We mine and refine rocks to make pixels glow. Digital electronics now outnumber human beings, each individual unit uses the vast majority of terrestrial metals in its components. According to the US Geological Survey 22 billion handheld electronic devices were manufactured in 2014. The LED screens in these devices used 130kg of gallium, 170kg of cerium, 120kg of arsenic and 180kg of lanthanum. If we knew the average number of pixels in each device we could calculate the geological cost per pixel of our screen time. The earth observation satellite Sentinel II produces another image of every site from which its raw materials were extracted every five days. These images have a ground resolution of 10 square metres per pixel, but we can’t calculate how many square metres of terrestrial surface were turned over to produce each pixel in its camera.

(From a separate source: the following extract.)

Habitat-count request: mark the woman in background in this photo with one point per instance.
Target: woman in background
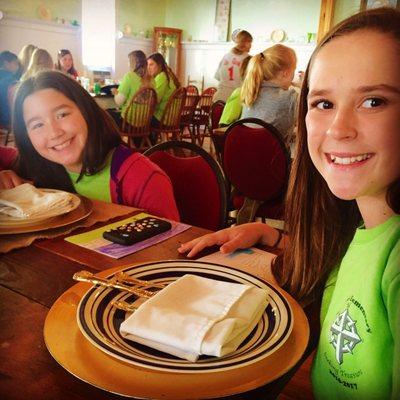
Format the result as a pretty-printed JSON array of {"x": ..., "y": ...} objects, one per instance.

If we could we might be able to derive a planetary resolution: the total number of pixels the Earth can support.
Using hacked PC monitors, satellite time-lapse, and found footage of electronics manufacture and recycling, this new video installation connects the flickering screen image with the cycles of extraction that make its appearance possible, asking how many pixels and how much screen time the planet can sustain.
D-UNIT has been initiated by artist Megan Broadmeadow and her partner Ed Metcalf with an aim to provide opportunites for 2020 graduates who were unable to have degree shows as well as artist-led initiatives from Bristol based artists and exhibitions for UK based mid-career artists. They will also be running public workshops in practical work and digital skills over the winter months.